MICHAEL SMERCONISH, CNN CONTRIBUTOR: Governor, there is an emerging litmus test for Republican candidates for the presidency, so now I would like to put it to you. "The New York Times," are you a daily reader?

MIKE HUCKABEE (R), FORMER ARKANSAS GOVERNOR: No. I don't read "The New York Times" every day.

SMERCONISH: You're not?

HUCKABEE: No. I read it occasionally. Depends on what the article is, but I don't pick it up and read it every day. I read "The Wall Street Journal." I read my local newspapers.

I read a number of other online publications, but I try to get the best information I can. And that doesn't always mean that "The New York Times" is going to deliver that for me.


STELTER: Now, here's why I respect what Huckabee said. Sure, he took a shot at "The Times," but he said, "I try to get the best information I can."

He said he reads a lot. And that's why it's silly at best and dishonest at worst for candidates to say they don't even read the nation's paper of record. Whatever its faults are -- and it's got faults -- "The New York Times"' reporting is vital for our country.

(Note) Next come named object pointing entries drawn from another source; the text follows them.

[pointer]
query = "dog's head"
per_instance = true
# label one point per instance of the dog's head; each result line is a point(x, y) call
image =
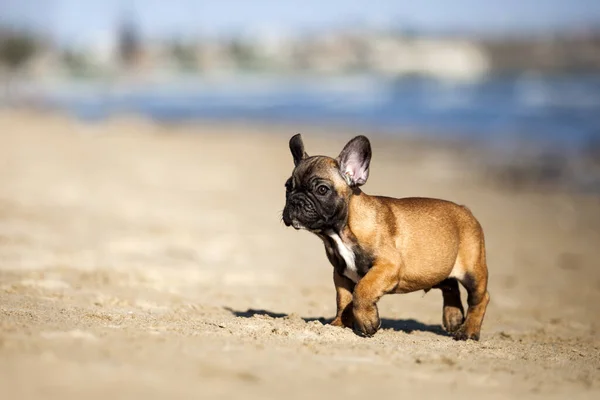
point(318, 192)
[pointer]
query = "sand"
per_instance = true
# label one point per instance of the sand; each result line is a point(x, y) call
point(140, 260)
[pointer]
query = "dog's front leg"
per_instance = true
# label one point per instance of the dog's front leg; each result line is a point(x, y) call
point(381, 279)
point(343, 289)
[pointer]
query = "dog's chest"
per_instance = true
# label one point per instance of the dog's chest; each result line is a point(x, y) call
point(348, 260)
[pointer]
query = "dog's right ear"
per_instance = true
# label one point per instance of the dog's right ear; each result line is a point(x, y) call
point(297, 149)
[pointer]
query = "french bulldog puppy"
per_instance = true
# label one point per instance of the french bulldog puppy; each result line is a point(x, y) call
point(381, 245)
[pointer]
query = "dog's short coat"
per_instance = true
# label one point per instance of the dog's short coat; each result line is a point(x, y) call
point(380, 245)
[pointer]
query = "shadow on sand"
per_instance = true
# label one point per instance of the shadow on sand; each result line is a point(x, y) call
point(399, 325)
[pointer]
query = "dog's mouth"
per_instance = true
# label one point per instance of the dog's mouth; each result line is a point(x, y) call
point(297, 225)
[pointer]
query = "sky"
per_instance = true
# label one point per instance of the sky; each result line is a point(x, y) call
point(80, 20)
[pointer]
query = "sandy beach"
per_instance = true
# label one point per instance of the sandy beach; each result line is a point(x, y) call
point(140, 260)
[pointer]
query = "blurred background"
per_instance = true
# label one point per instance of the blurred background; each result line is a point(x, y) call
point(504, 74)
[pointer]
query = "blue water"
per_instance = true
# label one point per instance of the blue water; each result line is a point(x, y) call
point(560, 110)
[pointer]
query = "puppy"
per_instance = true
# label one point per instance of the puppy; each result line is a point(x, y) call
point(380, 245)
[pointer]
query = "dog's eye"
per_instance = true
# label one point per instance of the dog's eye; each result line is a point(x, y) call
point(322, 190)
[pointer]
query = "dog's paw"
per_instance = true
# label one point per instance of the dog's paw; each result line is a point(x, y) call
point(453, 319)
point(463, 334)
point(366, 320)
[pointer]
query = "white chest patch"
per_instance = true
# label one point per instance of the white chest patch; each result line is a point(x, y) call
point(348, 256)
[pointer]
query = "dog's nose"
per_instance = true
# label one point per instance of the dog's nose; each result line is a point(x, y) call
point(286, 218)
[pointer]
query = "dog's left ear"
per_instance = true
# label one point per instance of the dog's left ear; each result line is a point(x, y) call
point(297, 149)
point(354, 161)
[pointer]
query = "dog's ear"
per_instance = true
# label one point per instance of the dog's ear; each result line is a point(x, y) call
point(354, 161)
point(297, 149)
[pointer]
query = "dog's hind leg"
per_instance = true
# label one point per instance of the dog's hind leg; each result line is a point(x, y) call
point(453, 313)
point(475, 281)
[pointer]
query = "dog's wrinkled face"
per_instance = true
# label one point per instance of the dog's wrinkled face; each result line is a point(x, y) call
point(318, 192)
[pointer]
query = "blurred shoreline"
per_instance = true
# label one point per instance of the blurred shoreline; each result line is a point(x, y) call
point(518, 166)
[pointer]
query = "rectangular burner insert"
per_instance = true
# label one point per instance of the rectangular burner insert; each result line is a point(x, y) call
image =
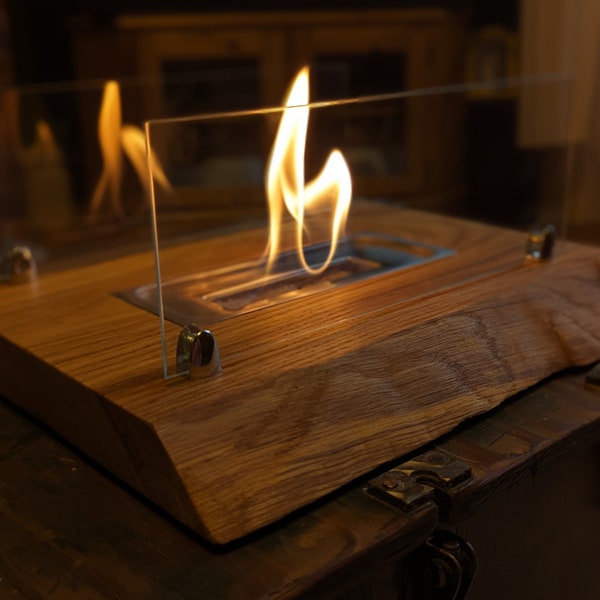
point(210, 296)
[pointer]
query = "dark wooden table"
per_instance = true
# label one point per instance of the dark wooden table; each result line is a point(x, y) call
point(531, 510)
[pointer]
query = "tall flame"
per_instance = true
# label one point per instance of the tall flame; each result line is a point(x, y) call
point(285, 180)
point(116, 138)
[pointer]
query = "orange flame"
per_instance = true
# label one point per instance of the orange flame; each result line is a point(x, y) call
point(285, 180)
point(116, 138)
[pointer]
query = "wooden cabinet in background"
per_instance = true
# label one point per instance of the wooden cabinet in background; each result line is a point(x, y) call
point(199, 63)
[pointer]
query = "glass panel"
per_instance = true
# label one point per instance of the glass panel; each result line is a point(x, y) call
point(472, 157)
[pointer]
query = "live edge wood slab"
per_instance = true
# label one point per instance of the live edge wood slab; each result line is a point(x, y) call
point(315, 392)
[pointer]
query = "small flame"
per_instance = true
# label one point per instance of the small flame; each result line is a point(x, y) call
point(116, 138)
point(285, 180)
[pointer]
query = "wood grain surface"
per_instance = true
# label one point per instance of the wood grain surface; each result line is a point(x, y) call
point(314, 392)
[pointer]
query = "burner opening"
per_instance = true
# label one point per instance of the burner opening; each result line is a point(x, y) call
point(210, 296)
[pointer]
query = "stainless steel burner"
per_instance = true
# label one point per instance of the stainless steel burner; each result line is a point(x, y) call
point(210, 296)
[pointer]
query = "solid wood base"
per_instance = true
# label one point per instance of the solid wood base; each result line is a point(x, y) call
point(314, 392)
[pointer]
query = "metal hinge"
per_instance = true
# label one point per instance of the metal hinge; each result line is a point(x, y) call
point(443, 567)
point(415, 482)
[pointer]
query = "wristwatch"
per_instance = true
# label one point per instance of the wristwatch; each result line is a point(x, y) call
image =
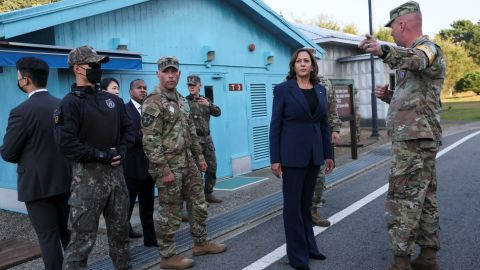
point(385, 49)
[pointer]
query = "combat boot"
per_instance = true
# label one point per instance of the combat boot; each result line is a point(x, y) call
point(318, 220)
point(176, 262)
point(401, 263)
point(212, 199)
point(427, 260)
point(208, 248)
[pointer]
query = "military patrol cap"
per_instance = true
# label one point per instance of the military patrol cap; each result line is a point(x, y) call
point(85, 55)
point(193, 80)
point(166, 62)
point(407, 8)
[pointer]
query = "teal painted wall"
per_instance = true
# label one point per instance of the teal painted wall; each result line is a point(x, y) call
point(181, 28)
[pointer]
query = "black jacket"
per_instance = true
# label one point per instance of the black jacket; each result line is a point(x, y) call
point(89, 121)
point(135, 165)
point(42, 169)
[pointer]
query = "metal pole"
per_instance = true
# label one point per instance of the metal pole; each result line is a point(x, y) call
point(372, 70)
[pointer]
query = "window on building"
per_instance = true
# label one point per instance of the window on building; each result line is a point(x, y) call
point(209, 92)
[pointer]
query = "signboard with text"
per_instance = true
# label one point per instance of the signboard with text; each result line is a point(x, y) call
point(346, 109)
point(344, 95)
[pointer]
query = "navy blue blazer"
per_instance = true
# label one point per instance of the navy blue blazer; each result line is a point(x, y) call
point(42, 169)
point(135, 164)
point(297, 136)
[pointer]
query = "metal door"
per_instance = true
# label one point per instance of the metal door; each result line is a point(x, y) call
point(214, 84)
point(259, 108)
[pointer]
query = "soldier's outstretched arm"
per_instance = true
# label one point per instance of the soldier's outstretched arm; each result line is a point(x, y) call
point(152, 128)
point(413, 59)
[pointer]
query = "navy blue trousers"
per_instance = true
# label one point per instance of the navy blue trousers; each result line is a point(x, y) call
point(298, 187)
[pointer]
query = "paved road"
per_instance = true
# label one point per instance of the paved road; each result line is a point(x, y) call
point(359, 240)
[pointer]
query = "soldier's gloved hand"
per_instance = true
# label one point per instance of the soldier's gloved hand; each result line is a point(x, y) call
point(105, 157)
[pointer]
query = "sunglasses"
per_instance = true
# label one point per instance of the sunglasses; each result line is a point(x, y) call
point(92, 65)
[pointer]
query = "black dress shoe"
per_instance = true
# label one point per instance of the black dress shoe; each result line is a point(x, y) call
point(318, 256)
point(150, 244)
point(134, 234)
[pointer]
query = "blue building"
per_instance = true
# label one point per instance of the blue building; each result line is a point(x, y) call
point(239, 48)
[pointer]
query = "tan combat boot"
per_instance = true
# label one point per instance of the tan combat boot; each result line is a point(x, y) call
point(208, 248)
point(319, 221)
point(401, 263)
point(176, 262)
point(427, 260)
point(212, 199)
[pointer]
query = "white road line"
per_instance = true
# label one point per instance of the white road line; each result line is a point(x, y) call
point(281, 251)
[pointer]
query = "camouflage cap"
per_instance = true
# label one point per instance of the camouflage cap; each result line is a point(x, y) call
point(407, 8)
point(166, 62)
point(193, 80)
point(84, 55)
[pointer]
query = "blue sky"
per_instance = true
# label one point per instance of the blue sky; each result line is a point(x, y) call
point(437, 14)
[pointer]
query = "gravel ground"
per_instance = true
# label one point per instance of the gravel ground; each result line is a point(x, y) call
point(18, 226)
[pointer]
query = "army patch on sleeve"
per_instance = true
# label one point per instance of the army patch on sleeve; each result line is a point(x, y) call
point(148, 116)
point(430, 52)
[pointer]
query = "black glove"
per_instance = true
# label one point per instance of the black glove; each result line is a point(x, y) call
point(106, 157)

It is one of the handful of major newsrooms that makes news, that breaks news, that holds people in power accountable, including Democrats, as we were recently reminded when "The Times" broke the news about Hillary Clinton's private e-mail server.

So when a candidate says they ignore "The Times," it comes awfully close to sounding like they're proud to be uninformed, like they can't even admit to even glancing at a news source that might challenge their beliefs or merely just give them some new information.

Maybe reporters should start ask something Democratic candidates if they refuse to read "The Wall Street Journal" or if they refuse to watch FOX News. If they do, and if anyone asks any other Republican possible candidates about their media habits, I have taken the liberty of writing an all-purpose response.

I have even printed it out, so it will fit in a wallet. OK? Here it is.

"Yes, I read 'The New York Times,' because I also read 'The Wall Street Journal' and 'the Economist' and 'the Weekly Standard" and Red State and 'The Daily Caller' and The Huffington Post and Salon and 'Mother Jones' and BuzzFeed and sometimes even TMZ. I read as much as I possibly can, so I represent every citizen, even the ones who will never vote for me."

[11:55:00] Now, I know, it's not a very satisfying primary season response, but at least it's honest.

I am biased. I'm biased and in favor of a more informed pool of candidates, ones that read as much as they can.

So anyway, that's my suggestion for all the candidates out there.

And coming up, a quick turn here, because the proposed deal to limit Iran's nuclear program could benefit several Americans who are being held in the country. I will tell you what the family of the jailed "Washington Post" reporter there has to say about it next.


STELTER: This week, a major breakthrough in the talks to limit Iran's nuclear program.

But what about the Americans who are being detained there? Here at RELIABLE SOURCES, we want to make sure people stay aware of the plight of Jason Rezaian, a "Washington Post" reporter who would have been covering this week's news from Tehran, but he has been sitting in a jail cell for the past eight months with little information being shared about the charges against him.

This case keeps getting more and more frustrating. I checked in with "The Washington Post" this morning. They have heard nothing new in the past few days, which, of course, is bad news. And Jason's family weighed in this week as well.

Here's what they said: "Now that the framework agreement is in place, we call on the Iranian leadership to review the evidence their underlings claim to have against Jason. If they do, we are certain they will see that Jason has done no harm to Iran."

I just spoke with Jason's brother Ali. He says the lawyer has still not been able to meet with Jason, but they are hopeful that he will be able to soon.

We will stay on this case.

But that's all for this televised edition of RELIABLE SOURCES.